In the 18-year history of the SEC Championship Game, there have been only five rematches, all of them occurring from 1999-2004. This really isn't that hard to understand if you think about it. The losing team in the first match loses a game in the standings in their respective division.
And regardless of what you hear about it being harder to defeat the same team a second time, the winner of the regular-season game is 4-1 in the rematch. Only once has an SEC Championship Game encore featured an eventual national champion -- in 2003, when LSU defeated Georgia a second time before claiming the crystal football amid some degree of controversy.
And despite facing each other in Atlanta more than any other pair of teams, Alabama and Florida have only had a title-game rematch once: In 1999. This despite the fact that Alabama has never played any team other than Florida in the SEC Championship Game -- and Florida has only played another team in the title bout three times.
A list of the SEC championship rematches:
Alabama vs. Florida
First Game: Alabama 40, Florida 39 (OT)
SEC Championship Game: Alabama 34, Florida 7
Florida vs. Auburn
First Game: Florida 38, Auburn 7
SEC Championship Game: Florida 28, Auburn 6
LSU vs. Tennessee
First Game: Tennessee 26, LSU 18
SEC Championship Game: LSU 31, Tennessee 20
LSU vs. Georgia
First Game: LSU 17, Georgia 10
SEC Championship Game: LSU 34, Georgia 13
Auburn vs. Tennessee
First Game: Auburn 34, Tennessee 10
SEC Championship Game: Auburn 38, Tennessee 28
Ryan Mallett Watch
We can argue about the relative merits of his late-game decision-making Saturday, but one thing about Ryan Mallett remains a statistical fact: He remains on pace to set a new SEC record for passing yards in a single season.
After facing one of the toughest defenses he's likely to play against all year, Mallett has 1,438 yards in his first four games. That would put Mallett on course for 4,314 yards at the end of the season. As we noted last week, Tim Couch holds the current conference record for passing yards in a season with the 4,275 yards he rang up in 1998.
Mallett also remains the No. 1 quarterback in terms of passing yardage in the country, 101 yards ahead of Hawaii's Bryant Moniz. Mike Hartline, who has 922 yards even after the loss at Florida, is the only other SEC quarterback in the Top 30. (He's tied for No. 27.)

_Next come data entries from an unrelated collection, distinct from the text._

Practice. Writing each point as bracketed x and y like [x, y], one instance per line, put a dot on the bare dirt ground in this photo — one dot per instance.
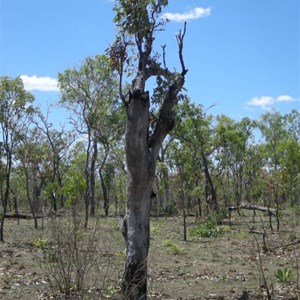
[225, 267]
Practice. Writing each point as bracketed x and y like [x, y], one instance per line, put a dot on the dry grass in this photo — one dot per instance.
[224, 267]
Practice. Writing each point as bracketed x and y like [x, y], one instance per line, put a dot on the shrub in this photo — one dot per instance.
[172, 248]
[284, 276]
[211, 227]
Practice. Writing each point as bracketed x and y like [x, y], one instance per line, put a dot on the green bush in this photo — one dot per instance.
[211, 227]
[172, 248]
[284, 276]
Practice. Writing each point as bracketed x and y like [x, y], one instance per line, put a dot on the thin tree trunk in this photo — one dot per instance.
[92, 177]
[136, 233]
[213, 202]
[105, 193]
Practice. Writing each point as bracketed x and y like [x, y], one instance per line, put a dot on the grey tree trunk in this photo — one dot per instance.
[141, 170]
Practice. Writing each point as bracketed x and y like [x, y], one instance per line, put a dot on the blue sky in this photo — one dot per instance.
[242, 55]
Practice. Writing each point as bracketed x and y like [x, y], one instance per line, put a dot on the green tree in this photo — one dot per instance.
[15, 112]
[138, 21]
[90, 93]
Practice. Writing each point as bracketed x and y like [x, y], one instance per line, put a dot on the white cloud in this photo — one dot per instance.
[196, 13]
[285, 98]
[263, 101]
[266, 102]
[45, 84]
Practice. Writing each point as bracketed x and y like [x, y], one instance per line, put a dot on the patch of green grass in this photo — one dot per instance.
[172, 248]
[284, 276]
[40, 244]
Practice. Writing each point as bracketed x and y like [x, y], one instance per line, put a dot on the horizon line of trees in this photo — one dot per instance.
[207, 162]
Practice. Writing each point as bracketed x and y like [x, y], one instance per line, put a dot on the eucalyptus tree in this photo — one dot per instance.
[273, 128]
[232, 139]
[59, 142]
[33, 157]
[15, 112]
[138, 22]
[195, 130]
[90, 94]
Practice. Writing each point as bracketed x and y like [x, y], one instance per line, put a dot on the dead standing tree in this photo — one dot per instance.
[138, 22]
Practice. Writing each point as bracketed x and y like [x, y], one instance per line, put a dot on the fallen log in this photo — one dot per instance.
[21, 216]
[29, 216]
[271, 211]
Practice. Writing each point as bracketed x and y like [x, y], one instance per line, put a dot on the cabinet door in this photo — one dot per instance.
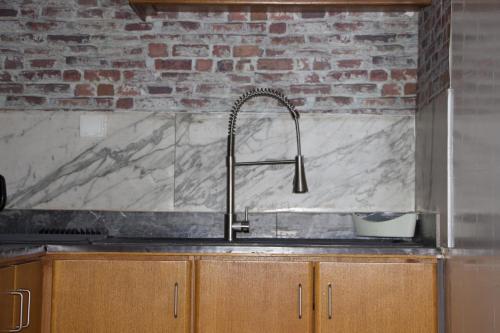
[7, 300]
[376, 297]
[107, 296]
[29, 281]
[253, 296]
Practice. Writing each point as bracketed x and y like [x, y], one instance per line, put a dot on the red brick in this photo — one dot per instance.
[90, 13]
[41, 26]
[87, 2]
[348, 26]
[11, 88]
[41, 75]
[124, 15]
[5, 77]
[349, 63]
[104, 74]
[256, 27]
[42, 63]
[204, 65]
[356, 88]
[245, 65]
[84, 90]
[312, 78]
[225, 65]
[126, 90]
[355, 74]
[288, 40]
[142, 26]
[177, 65]
[47, 88]
[391, 89]
[13, 63]
[190, 51]
[6, 12]
[26, 100]
[159, 90]
[73, 102]
[321, 64]
[221, 51]
[335, 100]
[125, 103]
[378, 75]
[157, 50]
[277, 28]
[238, 16]
[244, 51]
[313, 14]
[281, 16]
[79, 39]
[181, 25]
[105, 90]
[129, 64]
[258, 15]
[275, 64]
[227, 27]
[274, 53]
[383, 38]
[194, 102]
[410, 89]
[310, 89]
[404, 74]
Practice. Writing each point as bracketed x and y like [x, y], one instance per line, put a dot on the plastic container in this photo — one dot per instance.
[385, 224]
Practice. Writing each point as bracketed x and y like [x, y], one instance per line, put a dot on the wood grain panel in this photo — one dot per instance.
[253, 296]
[377, 297]
[7, 277]
[29, 277]
[106, 296]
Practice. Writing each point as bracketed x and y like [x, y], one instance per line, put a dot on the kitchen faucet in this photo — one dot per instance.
[232, 225]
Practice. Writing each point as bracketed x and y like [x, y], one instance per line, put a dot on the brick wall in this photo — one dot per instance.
[97, 55]
[434, 54]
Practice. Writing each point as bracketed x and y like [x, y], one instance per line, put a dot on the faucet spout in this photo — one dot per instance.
[232, 226]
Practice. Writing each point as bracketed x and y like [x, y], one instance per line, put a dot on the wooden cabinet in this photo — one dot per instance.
[129, 293]
[21, 290]
[104, 296]
[7, 279]
[376, 297]
[254, 296]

Can he keep up the pace? Well, Mallett doesn't have any team in the Top 30 in passing yardage defense on his radar; the best-ranked team is Vanderbilt, whose passing yardage defense is 35th for reasons that should be fairly obvious. But Mallett has to pass for at least 356.3 yards a game to defeat Couch's record by one yard in the regular season, and 328.9 yards if a bowl game is factored in. (We'll leave aside, for now, the possibility of an SEC Championship Game, though that's not out of the question.) Only one FBS team is allowing more than 303.3 yards a game -- Tulsa, which is apparently standing by and watching as opposing quarterbacks throw for 350.5.
So even with the Tide crossed off the list, Mallett is going to have to provide the worst game of the year for a lot of passing defenses if he's going to break the record. Not that the Arkansas signal-caller isn't capable of doing that.
Random, Interesting Fact
Putting together For Your Consideration requires looking through media guides, statistical bits, etc. -- all in an effort to find history or context that I find interesting and hope you will find interesting as well. So while looking through the Colorado media guide in search of some facts about the Buffaloes record against SEC teams (2-9-1 overall, if my math is correct), I came across a chart of what the point values of different scoring plays used to be. Only the safety has remained constant.
|1890-97||4 pts||5 pts||2 pts||2 pts|
|1898-1903||5 pts||5 pts||2 pts||1 pt|
|1904-08||5 pts||4 pts||2 pts||1 pt|
|1909-11||5 pts||3 pts||2 pts||1 pt|
|1912-57||6 pts||3 pts||2 pts||1 pt|
|1958-present||6 pts||3 pts||2 pts||1 pt / 2 pts*|
|Source: University of Colorado Football Media Guide|
*Beginning in 1988, defenses were awarded two points for returning a PAT.